La situazione esaminata dall’Autorità riguardava precisamente una clausola contenuta in un bando di gara, secondo la quale “l’appaltatore si assoggetta agli eventuali ritardi che potranno sopravvenire nei pagamenti a causa dei ritardi di erogazione delle somme da parte dell’Ente finanziatore e di conseguenza rinuncia ad ogni richiesta di interessi per tali ritardi.
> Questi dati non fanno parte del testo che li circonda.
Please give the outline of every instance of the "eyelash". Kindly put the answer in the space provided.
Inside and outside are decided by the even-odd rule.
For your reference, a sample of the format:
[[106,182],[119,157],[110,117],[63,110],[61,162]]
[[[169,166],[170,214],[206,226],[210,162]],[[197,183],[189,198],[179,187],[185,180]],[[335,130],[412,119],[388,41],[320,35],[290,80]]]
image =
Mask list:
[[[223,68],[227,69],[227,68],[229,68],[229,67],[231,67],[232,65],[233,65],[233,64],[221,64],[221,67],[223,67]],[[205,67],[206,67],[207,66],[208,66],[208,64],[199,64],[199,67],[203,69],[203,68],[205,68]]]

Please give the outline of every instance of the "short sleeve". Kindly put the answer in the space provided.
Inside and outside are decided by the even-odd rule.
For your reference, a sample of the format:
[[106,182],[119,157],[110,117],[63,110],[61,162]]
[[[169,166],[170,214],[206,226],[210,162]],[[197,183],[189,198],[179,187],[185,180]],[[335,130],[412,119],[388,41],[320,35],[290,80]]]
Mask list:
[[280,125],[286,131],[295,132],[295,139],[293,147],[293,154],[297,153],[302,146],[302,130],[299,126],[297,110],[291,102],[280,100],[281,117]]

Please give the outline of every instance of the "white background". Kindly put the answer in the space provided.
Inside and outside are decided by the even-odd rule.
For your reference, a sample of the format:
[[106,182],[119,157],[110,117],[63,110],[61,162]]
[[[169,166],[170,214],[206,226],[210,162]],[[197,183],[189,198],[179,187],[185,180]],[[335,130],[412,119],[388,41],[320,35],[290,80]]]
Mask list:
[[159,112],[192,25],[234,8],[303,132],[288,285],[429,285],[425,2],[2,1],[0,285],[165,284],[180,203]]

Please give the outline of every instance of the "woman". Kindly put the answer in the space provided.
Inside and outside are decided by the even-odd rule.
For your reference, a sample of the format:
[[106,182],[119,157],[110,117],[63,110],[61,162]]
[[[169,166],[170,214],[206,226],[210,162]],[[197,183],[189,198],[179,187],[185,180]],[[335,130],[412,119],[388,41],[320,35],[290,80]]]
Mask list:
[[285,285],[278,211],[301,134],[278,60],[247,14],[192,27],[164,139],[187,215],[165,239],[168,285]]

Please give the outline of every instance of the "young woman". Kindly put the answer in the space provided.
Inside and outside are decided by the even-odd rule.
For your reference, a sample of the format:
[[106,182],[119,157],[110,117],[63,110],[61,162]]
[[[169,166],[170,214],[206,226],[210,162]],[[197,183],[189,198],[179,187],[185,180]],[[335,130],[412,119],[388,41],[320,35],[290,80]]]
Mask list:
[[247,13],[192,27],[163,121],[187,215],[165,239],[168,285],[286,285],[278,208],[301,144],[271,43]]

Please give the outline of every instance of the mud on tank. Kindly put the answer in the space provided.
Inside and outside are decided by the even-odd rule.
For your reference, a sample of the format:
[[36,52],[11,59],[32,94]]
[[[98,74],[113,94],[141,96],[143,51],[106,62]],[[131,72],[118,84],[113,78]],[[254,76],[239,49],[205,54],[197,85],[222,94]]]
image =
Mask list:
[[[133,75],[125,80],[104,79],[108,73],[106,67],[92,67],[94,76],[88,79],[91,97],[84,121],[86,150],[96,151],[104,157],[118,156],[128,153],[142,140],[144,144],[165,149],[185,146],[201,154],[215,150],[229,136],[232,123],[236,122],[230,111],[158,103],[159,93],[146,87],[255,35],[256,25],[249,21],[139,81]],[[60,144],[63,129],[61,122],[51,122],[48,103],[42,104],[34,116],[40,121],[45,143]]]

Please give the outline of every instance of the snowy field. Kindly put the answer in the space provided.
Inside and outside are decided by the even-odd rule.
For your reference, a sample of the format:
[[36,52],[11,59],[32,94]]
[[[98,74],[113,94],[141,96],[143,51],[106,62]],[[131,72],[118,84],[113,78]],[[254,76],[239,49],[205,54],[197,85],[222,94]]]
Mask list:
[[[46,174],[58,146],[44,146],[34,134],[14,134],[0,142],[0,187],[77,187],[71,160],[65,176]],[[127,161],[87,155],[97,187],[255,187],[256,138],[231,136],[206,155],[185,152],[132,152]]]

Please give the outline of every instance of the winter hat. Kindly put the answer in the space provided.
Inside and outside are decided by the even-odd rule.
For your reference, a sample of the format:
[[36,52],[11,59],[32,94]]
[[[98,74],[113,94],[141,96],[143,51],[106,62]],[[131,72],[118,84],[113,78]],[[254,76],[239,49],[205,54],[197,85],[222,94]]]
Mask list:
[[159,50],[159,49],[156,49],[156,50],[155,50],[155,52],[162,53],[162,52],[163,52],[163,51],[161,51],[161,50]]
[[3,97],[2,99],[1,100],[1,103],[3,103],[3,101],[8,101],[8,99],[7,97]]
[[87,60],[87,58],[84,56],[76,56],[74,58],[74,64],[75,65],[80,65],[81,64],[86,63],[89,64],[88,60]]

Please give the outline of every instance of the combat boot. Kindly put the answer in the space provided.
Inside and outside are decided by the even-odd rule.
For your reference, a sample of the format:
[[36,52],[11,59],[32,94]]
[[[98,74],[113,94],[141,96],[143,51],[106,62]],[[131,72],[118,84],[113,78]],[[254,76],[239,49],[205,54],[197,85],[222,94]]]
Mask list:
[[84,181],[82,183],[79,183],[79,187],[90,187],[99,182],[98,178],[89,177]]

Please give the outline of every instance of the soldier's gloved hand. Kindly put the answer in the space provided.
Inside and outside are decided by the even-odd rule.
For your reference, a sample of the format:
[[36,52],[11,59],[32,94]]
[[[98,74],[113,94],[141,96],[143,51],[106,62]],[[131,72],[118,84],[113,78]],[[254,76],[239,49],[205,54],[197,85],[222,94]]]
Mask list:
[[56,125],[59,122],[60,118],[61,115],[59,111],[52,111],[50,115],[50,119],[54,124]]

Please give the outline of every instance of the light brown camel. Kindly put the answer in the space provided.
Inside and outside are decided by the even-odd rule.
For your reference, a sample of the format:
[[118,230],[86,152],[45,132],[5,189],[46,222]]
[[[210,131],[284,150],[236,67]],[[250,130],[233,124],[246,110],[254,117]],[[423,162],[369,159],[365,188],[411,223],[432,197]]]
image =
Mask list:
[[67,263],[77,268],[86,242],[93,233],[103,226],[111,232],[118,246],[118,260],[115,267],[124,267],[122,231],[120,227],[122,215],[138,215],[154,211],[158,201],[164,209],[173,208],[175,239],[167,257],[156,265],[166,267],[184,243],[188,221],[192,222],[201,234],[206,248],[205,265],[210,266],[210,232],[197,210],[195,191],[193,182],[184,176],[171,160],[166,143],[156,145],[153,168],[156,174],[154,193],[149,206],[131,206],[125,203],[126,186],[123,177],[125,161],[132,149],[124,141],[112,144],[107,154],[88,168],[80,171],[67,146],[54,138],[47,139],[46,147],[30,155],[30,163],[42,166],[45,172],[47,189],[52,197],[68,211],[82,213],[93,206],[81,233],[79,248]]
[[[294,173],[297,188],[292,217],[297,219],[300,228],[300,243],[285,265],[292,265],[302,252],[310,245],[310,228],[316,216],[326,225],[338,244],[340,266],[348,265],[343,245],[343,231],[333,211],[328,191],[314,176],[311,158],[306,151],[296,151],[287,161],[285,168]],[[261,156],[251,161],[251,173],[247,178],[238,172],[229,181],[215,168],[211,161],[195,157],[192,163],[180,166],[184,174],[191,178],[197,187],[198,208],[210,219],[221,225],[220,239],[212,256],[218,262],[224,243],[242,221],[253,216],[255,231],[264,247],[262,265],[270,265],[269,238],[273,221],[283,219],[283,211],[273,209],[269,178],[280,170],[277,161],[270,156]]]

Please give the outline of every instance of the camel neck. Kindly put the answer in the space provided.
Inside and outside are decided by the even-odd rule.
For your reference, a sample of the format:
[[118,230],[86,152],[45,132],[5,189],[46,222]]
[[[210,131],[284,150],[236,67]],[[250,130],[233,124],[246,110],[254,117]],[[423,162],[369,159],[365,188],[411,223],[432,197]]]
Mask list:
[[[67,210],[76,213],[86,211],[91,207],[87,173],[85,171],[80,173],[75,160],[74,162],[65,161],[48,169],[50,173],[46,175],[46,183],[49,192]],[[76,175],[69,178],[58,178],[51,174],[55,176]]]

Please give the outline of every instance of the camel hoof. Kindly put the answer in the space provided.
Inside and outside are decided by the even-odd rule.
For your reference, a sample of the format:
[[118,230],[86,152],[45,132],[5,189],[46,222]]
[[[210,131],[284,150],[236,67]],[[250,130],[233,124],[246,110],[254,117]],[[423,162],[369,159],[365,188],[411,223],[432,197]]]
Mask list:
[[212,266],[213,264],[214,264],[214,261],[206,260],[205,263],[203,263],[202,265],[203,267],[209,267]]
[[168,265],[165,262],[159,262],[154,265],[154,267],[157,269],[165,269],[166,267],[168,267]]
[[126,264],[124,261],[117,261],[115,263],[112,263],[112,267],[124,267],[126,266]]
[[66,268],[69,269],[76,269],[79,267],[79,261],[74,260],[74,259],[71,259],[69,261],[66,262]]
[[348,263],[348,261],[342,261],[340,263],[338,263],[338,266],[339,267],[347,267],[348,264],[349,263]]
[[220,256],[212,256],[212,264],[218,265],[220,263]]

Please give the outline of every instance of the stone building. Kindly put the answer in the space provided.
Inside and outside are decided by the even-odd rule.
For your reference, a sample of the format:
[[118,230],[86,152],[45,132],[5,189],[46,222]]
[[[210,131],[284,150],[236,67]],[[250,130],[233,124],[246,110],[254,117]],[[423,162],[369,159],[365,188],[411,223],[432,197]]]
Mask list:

L’appaltatore dichiara di aver tenuto conto di questi eventuali ritardi nella formulazione dell’offerta economica”.

L’Autorità si esprime nel senso dell’illegittimità della clausola in parola, definita come “gravemente iniqua per l’appaltatore, che si trova ad essere esposto a rilevanti oneri finanziarie organizzativi” e sul quale, in buona sostanza, viene trasferito il rischio dell’insolvenza della stazione appaltante determinato da un’inadempienza dell’ente finanziatore.

Il profilo che va messo in rilievo è che, nel caso esaminato dall’Autorità  la clausola era contenuta nel bando di gara – prima ancora che nel capitolato d’appalto – e che quindi ad ogni operatore economico interessato alla partecipazione era richiesto di assoggettarvisi, pena, è da supporre, l’esclusione dalla gara.

Addirittura, la presa d’atto della disciplina dei pagamenti imposta dalla stazione appaltante, veniva espressamente identificata quale elemento determinante nella formulazione dell’offerta economica, laddove si richiedeva che “l’appaltatore dichiarasse di aver tenuto conto di questi eventuali ritardi nella formulazione dell’offerta”.

Il problema, allora, non è più soltanto quello di una clausola contrattuale alla quale si debba eventualmente sostituire la disciplina prevista ex lege, secondo il fenomeno dell’inserzione automatica di clausole ex art. 1329 C.C. – già espressamente previsto al secondo comma dell’art. 1 del Decreto n. 145/2000, Capitolato Generale d’appalto – ma quello di una procedura di gara viziata ab origine e come tale soggetta ad essere annullata prima ancora che si concluda con l’aggiudicazione.

Non si tratta cioè solo del possibile contenzioso che possa insorgere tra stazione appaltante e appaltatore nella fase esecutiva del contratto, ma di un profilo di illegittimità della stessa procedura di gara, condizionata nella sua fase essenziale, quella della formulazione dell’offerta, dalla acquiescenza richiesta all’offerente di una clausola illegittima.

L’Autorità stessa coglie perfettamente questo aspetto allorquando osserva che “non si ritiene che la clausola oggetto di valutazione possa essere contestata solo dall’impresa aggiudicataria all’esito della procedura di gara”, ma, viene da concludere, da qualunque soggetto interessato alla partecipazione.

Va anche evidenziato che se la circostanza che la clausola in questione, nel caso sottoposto all’esame dell’Autorità, fosse contenuta nel bando di gara e fosse richiesta un’esplicita accettazione da parte degli offerenti, rende senz’altro la fattispecie particolarmente eclatante, tuttavia la sostanza non muta di molto neppure quando clausole del genere sono “nascoste” nei capitolati o negli schemi di contratto.

Questo anzitutto perché generalmente viene richiesto all’offerente di prendere atto ed accettare, in generale, tutto quanto contenuto in questi atti, secondo lo schema tipico del contratto per adesione, e quindi l’operatore economico attento ben può sollevare comunque la questione.

E’ poi perché, anche ammesso che nessuno si dolga nel corso della gara, il massimo che si potrà ottenere è di rinviare il contenzioso alla fase esecutiva del contratto il che, sotto il profilo pratico e delle responsabilità per gli operatori della stazione appaltante, forse è perfino peggio.

Per completezza di esposizione, merita infine di essere menzionato il D.Lgs. n. 231/2002, di recepimento della Direttiva 35/2000/CEE, relativa alla “lotta contro i ritardi di pagamento nelle transazioni commerciali”.

La disciplina comunitaria, per chiarissima (anche se non pacifica, in dottrina) interpretazione espressa dall’Autorità di Vigilanza nella determinazione n. 5/2002 non si applica agli appalti di lavori ma ai soli contratti che comportano la consegna di merci o la prestazione di servizi contro pagamento di un prezzo, e quindi soltanto agli appalti di forniture e servizi, e pertanto non ha rilievo immediato rispetto all’argomento trattato in questa nota.